Попыталась подняться, опираясь на локти. Руки не слушались и она свалилась обратно на подушку. Не до конца осознавая реальность, заторможено перебирала пуговицы на распахнутой блузке, открывающей полуголое тело. Не было сил сконцентрироваться и поправить одежду.
Сознание постепенно возвращалось из удушливого тумана небытия.
Она обвела комнату проясняющимся взглядом. Поняла, где находится. Вспомнила, как сюда попала.
Ахнув, с содроганием посмотрела на себя, на расстёгнутую одежду… С ужасом – на тюремщика.
Георг поспешно накинул на неё плед и укрыл до подбородка. Опережая панику и вопросы, торопливо произнёс:
– Не бойся, не пугайся, ради бога! Всё хорошо, девочка. Ничего я не сделал с тобой. Не тронул… Не трону! Слышишь? Понимаешь меня? Повторяю: не прикоснусь к тебе больше. Ты в безопасности. Успокойся только. Дыши глубже.

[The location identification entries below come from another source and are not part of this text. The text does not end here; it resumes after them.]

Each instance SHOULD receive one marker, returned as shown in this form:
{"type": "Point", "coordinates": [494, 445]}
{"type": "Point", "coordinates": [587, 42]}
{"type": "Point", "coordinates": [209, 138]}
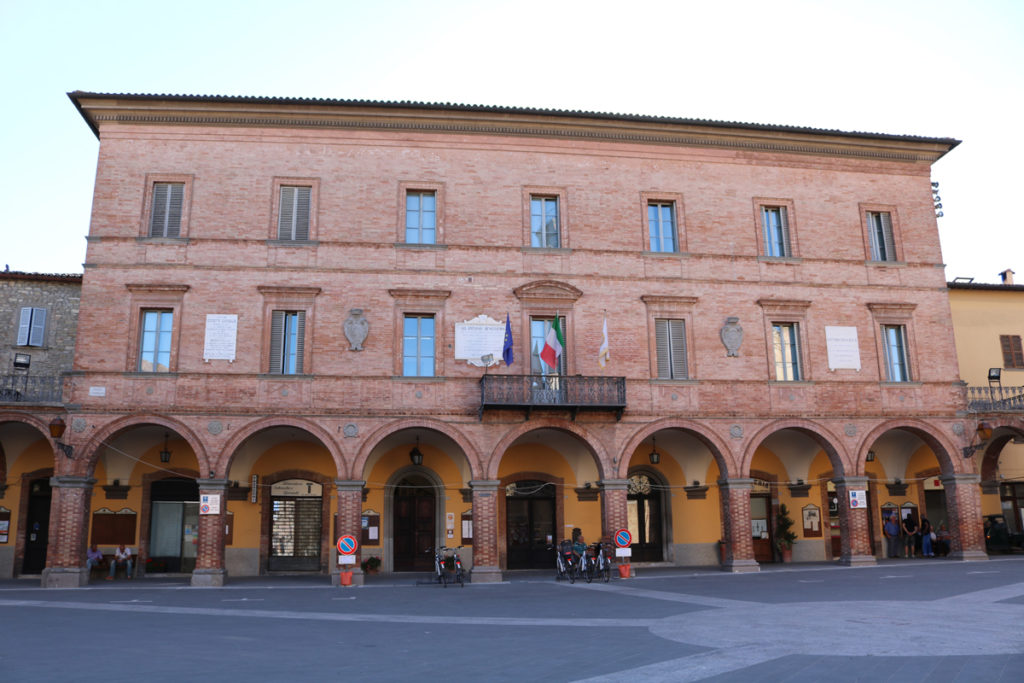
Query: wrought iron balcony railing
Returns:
{"type": "Point", "coordinates": [551, 391]}
{"type": "Point", "coordinates": [30, 389]}
{"type": "Point", "coordinates": [995, 398]}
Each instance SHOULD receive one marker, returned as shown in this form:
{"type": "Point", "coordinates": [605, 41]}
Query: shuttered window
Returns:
{"type": "Point", "coordinates": [288, 329]}
{"type": "Point", "coordinates": [881, 225]}
{"type": "Point", "coordinates": [671, 339]}
{"type": "Point", "coordinates": [1013, 354]}
{"type": "Point", "coordinates": [32, 327]}
{"type": "Point", "coordinates": [165, 220]}
{"type": "Point", "coordinates": [776, 230]}
{"type": "Point", "coordinates": [293, 219]}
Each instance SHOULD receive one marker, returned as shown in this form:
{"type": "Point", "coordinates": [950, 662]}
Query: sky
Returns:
{"type": "Point", "coordinates": [938, 69]}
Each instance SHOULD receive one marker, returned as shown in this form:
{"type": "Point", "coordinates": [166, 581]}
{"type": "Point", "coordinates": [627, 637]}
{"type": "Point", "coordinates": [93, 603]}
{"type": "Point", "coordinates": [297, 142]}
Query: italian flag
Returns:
{"type": "Point", "coordinates": [553, 344]}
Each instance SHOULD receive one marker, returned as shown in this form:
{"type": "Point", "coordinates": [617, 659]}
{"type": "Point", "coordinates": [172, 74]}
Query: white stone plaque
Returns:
{"type": "Point", "coordinates": [221, 332]}
{"type": "Point", "coordinates": [844, 350]}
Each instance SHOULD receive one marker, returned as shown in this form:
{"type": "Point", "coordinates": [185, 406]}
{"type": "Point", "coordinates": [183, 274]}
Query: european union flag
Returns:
{"type": "Point", "coordinates": [507, 354]}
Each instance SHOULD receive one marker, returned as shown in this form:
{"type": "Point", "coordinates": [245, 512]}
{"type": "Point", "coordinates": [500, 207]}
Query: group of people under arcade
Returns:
{"type": "Point", "coordinates": [907, 539]}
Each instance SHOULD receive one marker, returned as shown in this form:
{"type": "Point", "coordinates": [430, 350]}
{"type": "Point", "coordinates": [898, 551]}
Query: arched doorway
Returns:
{"type": "Point", "coordinates": [529, 523]}
{"type": "Point", "coordinates": [415, 523]}
{"type": "Point", "coordinates": [173, 524]}
{"type": "Point", "coordinates": [644, 515]}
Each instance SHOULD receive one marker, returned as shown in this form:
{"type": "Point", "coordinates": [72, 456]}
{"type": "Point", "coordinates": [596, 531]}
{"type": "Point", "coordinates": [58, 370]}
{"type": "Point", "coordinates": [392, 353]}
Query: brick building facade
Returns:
{"type": "Point", "coordinates": [294, 312]}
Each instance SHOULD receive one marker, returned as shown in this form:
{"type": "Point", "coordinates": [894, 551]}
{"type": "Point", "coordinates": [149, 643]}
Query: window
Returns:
{"type": "Point", "coordinates": [165, 214]}
{"type": "Point", "coordinates": [288, 330]}
{"type": "Point", "coordinates": [421, 217]}
{"type": "Point", "coordinates": [671, 337]}
{"type": "Point", "coordinates": [293, 218]}
{"type": "Point", "coordinates": [544, 226]}
{"type": "Point", "coordinates": [539, 329]}
{"type": "Point", "coordinates": [32, 327]}
{"type": "Point", "coordinates": [880, 226]}
{"type": "Point", "coordinates": [418, 346]}
{"type": "Point", "coordinates": [775, 227]}
{"type": "Point", "coordinates": [662, 226]}
{"type": "Point", "coordinates": [1013, 355]}
{"type": "Point", "coordinates": [155, 344]}
{"type": "Point", "coordinates": [785, 344]}
{"type": "Point", "coordinates": [894, 339]}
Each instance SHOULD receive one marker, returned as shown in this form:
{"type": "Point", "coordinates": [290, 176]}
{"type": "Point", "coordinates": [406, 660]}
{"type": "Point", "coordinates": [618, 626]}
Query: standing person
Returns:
{"type": "Point", "coordinates": [891, 529]}
{"type": "Point", "coordinates": [910, 535]}
{"type": "Point", "coordinates": [926, 538]}
{"type": "Point", "coordinates": [122, 556]}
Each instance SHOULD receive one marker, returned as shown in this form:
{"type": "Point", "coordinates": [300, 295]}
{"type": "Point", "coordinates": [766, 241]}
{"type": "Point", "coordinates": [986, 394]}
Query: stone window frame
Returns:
{"type": "Point", "coordinates": [419, 302]}
{"type": "Point", "coordinates": [782, 311]}
{"type": "Point", "coordinates": [290, 181]}
{"type": "Point", "coordinates": [154, 297]}
{"type": "Point", "coordinates": [677, 308]}
{"type": "Point", "coordinates": [676, 199]}
{"type": "Point", "coordinates": [288, 299]}
{"type": "Point", "coordinates": [886, 313]}
{"type": "Point", "coordinates": [151, 183]}
{"type": "Point", "coordinates": [437, 188]}
{"type": "Point", "coordinates": [762, 203]}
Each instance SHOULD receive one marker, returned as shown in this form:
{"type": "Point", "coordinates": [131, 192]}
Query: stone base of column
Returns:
{"type": "Point", "coordinates": [484, 574]}
{"type": "Point", "coordinates": [968, 556]}
{"type": "Point", "coordinates": [740, 566]}
{"type": "Point", "coordinates": [65, 578]}
{"type": "Point", "coordinates": [358, 579]}
{"type": "Point", "coordinates": [857, 560]}
{"type": "Point", "coordinates": [209, 578]}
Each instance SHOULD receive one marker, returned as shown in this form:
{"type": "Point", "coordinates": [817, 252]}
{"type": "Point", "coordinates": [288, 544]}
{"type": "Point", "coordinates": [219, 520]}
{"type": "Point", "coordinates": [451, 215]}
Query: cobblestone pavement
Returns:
{"type": "Point", "coordinates": [900, 621]}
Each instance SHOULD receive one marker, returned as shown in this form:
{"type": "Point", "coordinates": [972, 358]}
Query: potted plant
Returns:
{"type": "Point", "coordinates": [784, 536]}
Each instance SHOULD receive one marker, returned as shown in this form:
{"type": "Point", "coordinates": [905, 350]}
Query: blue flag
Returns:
{"type": "Point", "coordinates": [507, 354]}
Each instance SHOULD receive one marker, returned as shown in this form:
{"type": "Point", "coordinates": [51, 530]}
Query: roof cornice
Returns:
{"type": "Point", "coordinates": [99, 110]}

Он тоже был напуган и боялся приблизиться, прикоснуться, чтобы у Юли снова не началась истерика и не случился новый обморок.
Горько и потерянно метался по комнате из угла в угол. Хватался за голову, удерживая взрывающийся мозг. Неслышно выплёвывал ругательства и проклятья.
Принёс холодной воды из кухни, накапал успокоительные капли, дал ей. Подумал и сконфуженно накапал себе.
– Ты больная? У тебя бывают обмороки? Приступы? Часто? – опасливо поинтересовался он, видя, что Юля полностью пришла в себя и способна отвечать на вопросы.
– Нет… У меня был обморок? Не помню… Только боль и провал. Никогда не было такого раньше. Это первый раз.
– Почему? Так сильно испугалась? И сейчас боишься меня?
Она грустно взглянула на встревоженного тюремщика. Навернулись слёзы.
Тихо кивнула:
– Да… Вы же напали на меня. Снова, – отвернулась и прошептала: – А я уже вам верить начала.
Георг сдержанно застонал:
– Я клянусь! Клянусь, что больше не прикоснусь к тебе! Только если сама захочешь, – он тихонечко присел на самый край кровати, борясь с искушением утешающе обнять и погладить несчастную, ослабшую от постоянного стресса девушку.
– Почему ты такая? – мягким, ровным голосом уговаривал Георгий, следя, чтобы слова звучали негромко и по-доброму. – Ты давно не ребёнок. Всё про жизнь понимаешь. Надо по-другому воспринимать отношения полов. Проще. И ты ведь сейчас уже… уже женщина. Мы с тобой взрослые, свободные люди. Обещаниями или записями в паспортах ни с кем не связаны. Можем позволить близость. В этом нет ничего аморального и противоестественного. Мне непонятны твои страхи.
Немного сократил расстояние между ними, осторожно положил ладонь на пальцы девушки. Легонько погладил, внимательно наблюдая за реакцией:
– И ещё… Можешь объяснить: почему не боишься вести себя вызывающе, грубить, спорить со мной. Даже если я злой. Но пугаешься до потери сознания, если… хочу тебя. Хочу любить, прикоснуться, приласкать? Я настолько страшный? Настолько безобразен?
– Нет. Образен… Ой… Красивый, – Юля слабо рассмеялась над своей оговоркой и измученно закрыла лицо руками, заодно освобождая пальцы из-под его потяжелевшей ладони, – Вы не внешне страшный…
Бросив быстрый оценивающий взгляд на физиономию и плечи Георга, вздохнула. Честно добавила:
– Даже красивый. Кажется… Да. Всё в порядке с вашей внешностью.
Отвернулась и задумалась, решая, стоит ли продолжить объяснение. Стоит! Он задал вопрос и хотел понять, в чём проблема. Возможно, в будущем это пригодится ему построить здоровые отношения. И женщины перестанут сбегать от него.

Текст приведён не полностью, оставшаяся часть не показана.